Life has a purpose, and its purpose is to preserve and prolong itself, as J S Haldane wrote in 1883. Botanists who have studied the tree state that the ginkgo releases a protective fire-retardant sap when exposed to high temperatures. This may have been why six ginkgo specimens were still standing in Hiroshima after the atomic explosion there destroyed all life forms around them. Not only did the trees survive, but they also went on to produce buds without any distortion. Their life force remained unaffected by the poisonous cloud of the atomic bomb. The present-day ginkgo can live thousands of years. The ginkgo tree in the Zen monastery in Xi’an, China, is 1400 years old. Delighting visitors every year, the delicate fan-shaped leaves go green to gold in autumn, turning the tree into a vertical gold mine. In 2022, more than fifty thousand visitors queued up to view the autumnal beauty of the tree.
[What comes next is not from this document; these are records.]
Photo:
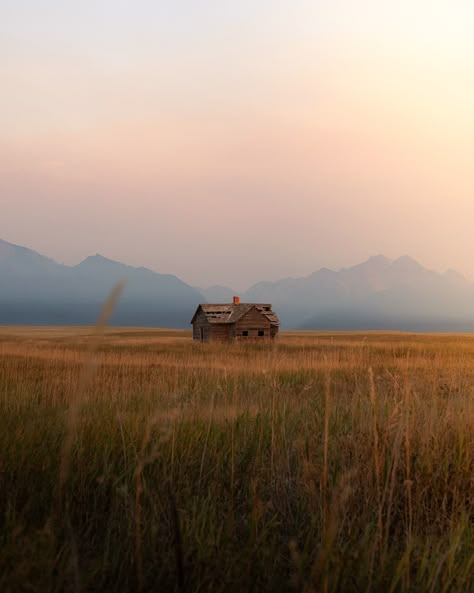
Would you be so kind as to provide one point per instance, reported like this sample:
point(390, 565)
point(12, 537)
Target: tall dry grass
point(319, 463)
The ginkgo’s full name is Ginkgo biloba. The second half of the name comes from the resemblance of the leaves to the hemispheres of the human brain. The association with the human brain is made stronger by the qualities of the ginkgo leaf extract. In a paper published in The Indian Forester in 2016, scientists from the Uttar Banga Krishi Vidyalaya in Cooch Behar assert that medicinal preparations made from the extract enhance concentration, cognition, and memory. Their research also suggests that the extract may be effective in controlling the memory dysfunction suffered in Alzheimer’s disease.
A specimen of this noble family of survivors and healers stands tall on the grounds of a former handicraft training centre in Kalimpong. Catherine Graham, a socially committed woman had set up the centre here in 1916. Women, mostly low-wage workers from the tea estates, learnt knitting, weaving, and block printing at the centre to supplement their incomes. The centre was referred to as an industrial park, locally. It is not known how the singular specimen of the Ginkgo biloba travelled south to root itself on the handicraft centre’s grounds. Now an urban green space has been created at the same location – a befitting setting for taking inspiration from an ancestral spirit.
The ginkgo and lobe-leaved maples do not grow naturally in the inner Himalayas. Despite the robust growth of the specimens in Darjeeling and Kalimpong, these trees remain a rarity. They have a long reproductive cycle and a low rate of natural regeneration. The CSIR Institute of Himalayan Bioresource Technology is a strong advocate of ginkgo conservation and propagation, on account of its medicinal value. Their study notes that India has only 30 ginkgo trees of which a mere twelve are mature trees, six are young, and the remaining are in near-extinct condition. Acting with missionary zeal, the institute had distributed eight thousand saplings all over India by 2015.
The few viable saplings of the maple and ginkgo available at nurseries are a result of painstaking effort. The saplings are valuable representations of joy and hope. The red maple’s slow yet colourful dance is a continual reminder that change is joyful, and the ginkgo is an invigorating monument to the understanding that lives may be transient, but life is forever.